In a blog post Wednesday, Facebook said it will no longer allow content that encourages monitoring of polls that use "militarized" language or that seek to "intimidate, exercise control or show power over election officials or voters". Facebook credited the update to its platform rules to civil rights experts it worked with on creating the policy.
Monika Bickert, Vice President for Content Policy at Facebook, explained the new rules in an interview with reporters and stated that the wording prohibits contributions in which words like "army" or "fight" are used – a choice that apparently directly affects the Trump campaign efforts aim to recruit an "Army for Trump" to watch election day elections. Last month, Donald Trump Jr. urged supporters to "now" engage in an "Army for Trump election security operation" in a video posted on Facebook and other social platforms.

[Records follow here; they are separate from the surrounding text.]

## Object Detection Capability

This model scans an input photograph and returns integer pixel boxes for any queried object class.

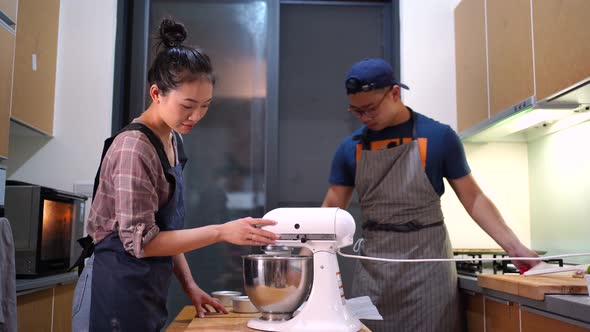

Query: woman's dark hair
[148,18,215,95]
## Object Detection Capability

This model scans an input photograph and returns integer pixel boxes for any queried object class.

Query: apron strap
[68,122,182,276]
[363,220,444,233]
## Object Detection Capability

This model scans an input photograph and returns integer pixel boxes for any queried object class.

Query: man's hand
[508,246,541,274]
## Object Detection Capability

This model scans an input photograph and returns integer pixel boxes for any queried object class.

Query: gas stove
[453,249,563,276]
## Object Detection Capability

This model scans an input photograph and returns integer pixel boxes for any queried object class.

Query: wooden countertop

"Under the new policy, we would actually remove the video if it were republished," said Bickert.
The company says posts calling for “coordinated interference” or showing up armed at polling stations are already scheduled for removal, but the expanded policy will better address concerns about voter intimidation. Facebook will apply the expanded policy in the future, but it will not affect any content that is already on the platform, including the Trump Jr. post.
Watching polls to ensure fair elections is a regular part of the process, but arming these watchers to seek evidence of unsubstantiated allegations of “fraudulent ballots” and “rigged” voting is something new – and something more like that like intimidating voters. Survey monitoring laws vary by state, and some states limit how many survey observers can be present and how they must identify themselves.
Trump has repeatedly failed to say that he will accept the election results in the event he loses, a position that poses an unprecedented threat to the peaceful transfer of power in the US. That concern is one of many that social media companies and voting proxies are anxious to keep an eye on as election day approaches.
"Donald Trump is not interested in electoral integrity, he is interested in the suppression of voters," said Debra Cleaver, founder of VoteAmerica, of the Trump campaign's efforts to monitor the polls. "Sending armed guards to the polls is a solution to a problem that doesn't exist unless you think voting blacks and browns is a problem."
Facebook is also making some changes to its political advertising rules. The company will stop allowing political ads immediately after the election to avoid chaos and false claims.
“… While ads are an important way to express your voice, we plan to temporarily stop displaying all social, election, or political ads in the US after the polls are completed on November 3rd to reduce the risk of confusion or abuse reduce ”, so the vice president of Facebook of Integrity Guy Rosen wrote in a blog post. Rosen added that Facebook will notify advertisers when these ads will be allowed again.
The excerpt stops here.